Saturday, December 22, 2012

Jonathan Vaughters: Modern Day Tartuffe

Jonathan Vaughters disgusts me truly.  Bitten by some bug and swelling up like a melon that freak refused to accept a cortisone shot to reduce the swelling and continue to race; touted as a shining example of a principled man who refused to compromise his integrity in the prevalent steroid cure all culture of Grand Tour racing.  But sadly when the affidavit is examined, Jonathan Vaughters pretense and the subsequent media hoopla turned out to be nothing more than a thin facade designed to mask the fact that the man was flying high on a whole pharmacy of prohibited substances.  Thus Jonathan Vaughters joins the expanding club of past professional cyclists who used disinformation to manipulate the media and cycling fanatics into thinking that he or she is the personification of a person prone to resist temptation in the name of moral purity, a mirage that vanishes upon further examination of the factual evidence that these clowns try so hard to suppress and deny. 

Then there were the days when Garmin Slipstream were anti-doping pioneers, employing Rasmus Damsgaard to test team riders and setting a precedent as a no tolerance anti-doping team.  Garmin tried to set a principled example of creative initiatives to be emulated by other cycling teams; to create a permanent log of biological parameters that could be suggestive of a high probability of doping, which could result in warnings, fines, suspensions or termination from the team.  Of course, in highly egregious cases the evidence could be forwarded to the relevant national cycling governing agencies for further action.
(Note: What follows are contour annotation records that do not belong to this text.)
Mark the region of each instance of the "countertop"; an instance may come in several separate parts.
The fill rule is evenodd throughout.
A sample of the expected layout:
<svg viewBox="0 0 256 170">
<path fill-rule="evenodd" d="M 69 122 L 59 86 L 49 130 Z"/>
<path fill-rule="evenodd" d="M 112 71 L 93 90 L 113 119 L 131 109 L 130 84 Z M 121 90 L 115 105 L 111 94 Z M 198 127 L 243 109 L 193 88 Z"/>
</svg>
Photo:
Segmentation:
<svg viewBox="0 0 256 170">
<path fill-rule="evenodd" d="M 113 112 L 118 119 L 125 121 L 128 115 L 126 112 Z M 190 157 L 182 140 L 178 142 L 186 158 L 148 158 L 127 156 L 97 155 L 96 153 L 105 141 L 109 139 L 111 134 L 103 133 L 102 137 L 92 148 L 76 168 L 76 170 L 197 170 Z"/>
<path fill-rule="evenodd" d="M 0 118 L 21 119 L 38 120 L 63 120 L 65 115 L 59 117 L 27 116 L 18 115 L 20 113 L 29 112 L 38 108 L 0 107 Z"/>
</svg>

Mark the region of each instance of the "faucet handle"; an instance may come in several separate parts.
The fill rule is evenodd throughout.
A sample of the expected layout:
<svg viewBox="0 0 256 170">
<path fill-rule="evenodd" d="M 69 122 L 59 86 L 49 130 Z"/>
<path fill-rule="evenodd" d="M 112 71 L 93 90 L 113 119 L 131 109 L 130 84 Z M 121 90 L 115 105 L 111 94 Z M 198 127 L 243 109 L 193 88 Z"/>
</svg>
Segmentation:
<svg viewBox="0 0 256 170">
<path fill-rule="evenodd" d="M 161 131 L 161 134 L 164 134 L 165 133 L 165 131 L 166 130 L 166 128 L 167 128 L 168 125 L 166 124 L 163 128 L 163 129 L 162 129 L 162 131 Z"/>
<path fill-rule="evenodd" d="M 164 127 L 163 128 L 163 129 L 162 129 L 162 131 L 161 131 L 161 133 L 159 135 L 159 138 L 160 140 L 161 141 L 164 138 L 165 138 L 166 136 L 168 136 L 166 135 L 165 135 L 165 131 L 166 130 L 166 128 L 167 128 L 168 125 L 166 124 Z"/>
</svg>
These pioneering efforts prompted other teams to initiate no tolerance anti-doping programs and indirectly prompted the UCI to formulate the UCI Biological Passport; physiological data collected from riders in random in-competition and out-of-competition tests that would establish baseline parameters that could be used as a control sample and compared to test scores of a population of people who were established abusers of dope; or against ranges of physiological values that would be deemed normal of the entire population of elite cyclists: if performance enhancing drug use was suspected. Of course, even though this system is touted as having high validity and reliability, in reality there have not been enough comprehensive scientific studies done to effectively calculate the effect of random events such as heat, dehydration, exhaustion, stress, uncommon variations in diet; disruptions of circadian sleep/wakefulness cycles, or other predictable variables that may effect individual rider physiology and performance; variables that directly result from a hectic schedule of racing, travel, road accidents, medical interventions or other causal factors.  Then there are issues of micro-dosing of performance enhancing drugs to establish false baseline values; values that could be detected and circumvented if only the UCI and WADA would invest enough money in scientific research to resolve these issues.

After all a three week Grand Tour is not a laboratory.  In a laboratory the idea is to control all of the variables you are interested in studying by manipulating the environment and then seeking a causal relationship; for example, heat could be examined as a variable and different temperatures could each be regarded as variables that may effect physiological values. If heat value x only accounts for twenty or thirty percent of the variance of a fluctuation in a specified biological parameter, then the experiment must be continued at all temperatures until one hundred percent of the causal relationship between temperature, and these specific physiological fluctuations are accounted for.  Of course, these experiments could be expanded indefinitely.

But the alphabet soup cycling management signatories can shout, bah humbug!  Who wants to expend that kind of cash in establishing the truth when the Court of Arbitration of Sport does nothing but rubber stamp all of our results and verify all of our accusations?  Of course, this scenario only applies if the athlete has enough gumption to challenge our accusations in arbitration: otherwise we have enough loopholes written into the anti-doping process to do an end run around the judicial process.  Obviously, the prosecution should never be allowed to write a decision without a mandated automatic review by an independent commission that has no stake in the outcome of the review process.  But alas, protections that were formerly adhered to in the World Anti-Doping Code, such as the statute of limitations have now been rewritten, excluded, and discarded by the USADA  Reasoned Decision; protections that were written expressly to prevent prosecutorial abuse of power.

But so what?  Jonathan Vaughters has no business having any contact with cycling and he should be run off with a stick!  Johathan Vaughters, the pretentious, pardoned, and amnestied cosmic anti-doping pioneer is, like Pat McQuaid, an intolerable embarrassment to cycling and the sort of person that you don't want your children exposed to: much less emulate!  Nevertheless, some people need more evidence to be convinced as to the truth of their folly, as Elmire sarcastically opined to Orgon in Tartuffe, because they are so blinded by their delusions that they can not understand that it is impossible to fool everyone and that some of us are wise to their perfidy!  This blatant disrespect of cycling can not be tolerated and must end, the deterrence value of punishment of dopers and their adherents is being undermined by fools who subject the anti-doping process to a blatant ridicule that is an exact duplicate of the methods used by Tartuffe.  And Jonathan Vaughters has no need to be critical of Quick Step for terminating Levi Leipheimer, because Quick Step did the right thing, and as a fellow admitted doper cycling should do the right thing and rid us of you.